Escritor

España fue --durante siglos-- el principal brazo armado de la Iglesia católica romana. Eso nos llevó a algunas glorias que hemos tenido como gestas nacionales (Lepanto), pero también fue una de las causas del integrismo católico que, bajo la severísima mirada de la Inquisición, mantuvo a España por siglos como país cerrado y atrasado respecto de la modernidad que Europa iba asumiendo. El franquismo, y el nacionalcatolicismo que lo ayudó, volvieron a unos fueros que debieron ya estar superados.

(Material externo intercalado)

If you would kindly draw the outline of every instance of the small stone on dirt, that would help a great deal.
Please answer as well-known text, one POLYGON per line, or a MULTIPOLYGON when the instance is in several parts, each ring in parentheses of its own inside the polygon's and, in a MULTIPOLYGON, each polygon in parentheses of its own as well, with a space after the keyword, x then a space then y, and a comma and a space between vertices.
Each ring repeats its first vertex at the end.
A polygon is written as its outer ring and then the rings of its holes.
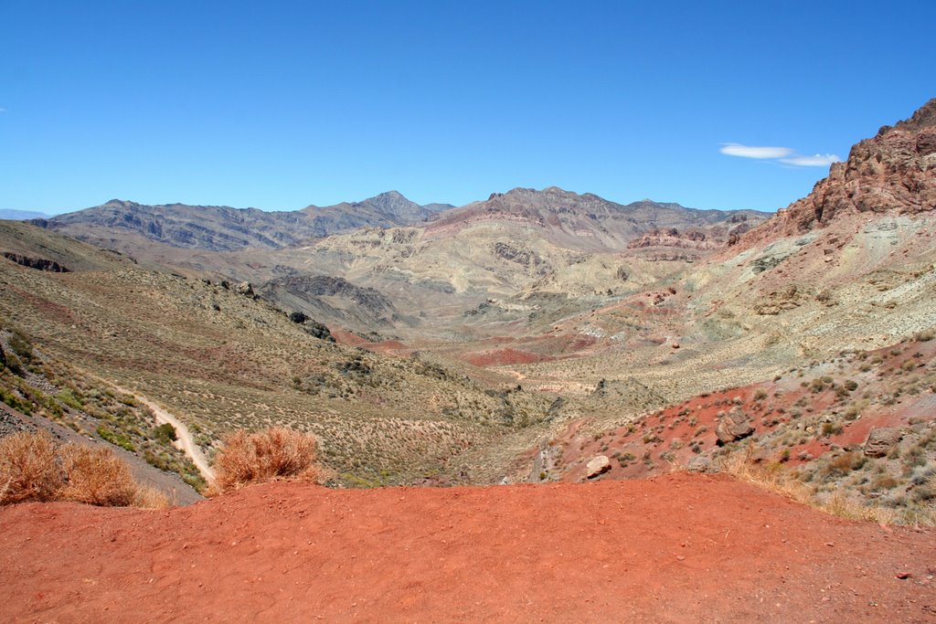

Aunque todo esto tenía que haber cambiado oficialmente --y mucho-- desde 1978 (para la gente hacía ya varios años que había cambiado), lo cierto es que, aún hoy, las relaciones de un Estado teóricamente aconfesional como es el Estado español con la Iglesia católica distan mucho de ser las normales. ¿Cuáles serían esas relaciones normales? Pues no otras que las del respeto mutuo, con clara independencia. La Iglesia predica lo que quiere desde el púlpito, y el Estado sigue su propio camino civil sin sentirse obligado por esas prédicas ni por otras de distintas confesiones.

Pero los gobiernos del Partido Popular han estado llenos de católicos practicantes (y aún militantes, que es lo grave) y eso ha hecho --directa o indirectamente-- que la religión vuelva a los colegios estatales, como doctrina y no como cultura, y lo que es peor, la religión integrista y terrible en que milita hoy la muy retrógrada Conferencia Episcopal Española.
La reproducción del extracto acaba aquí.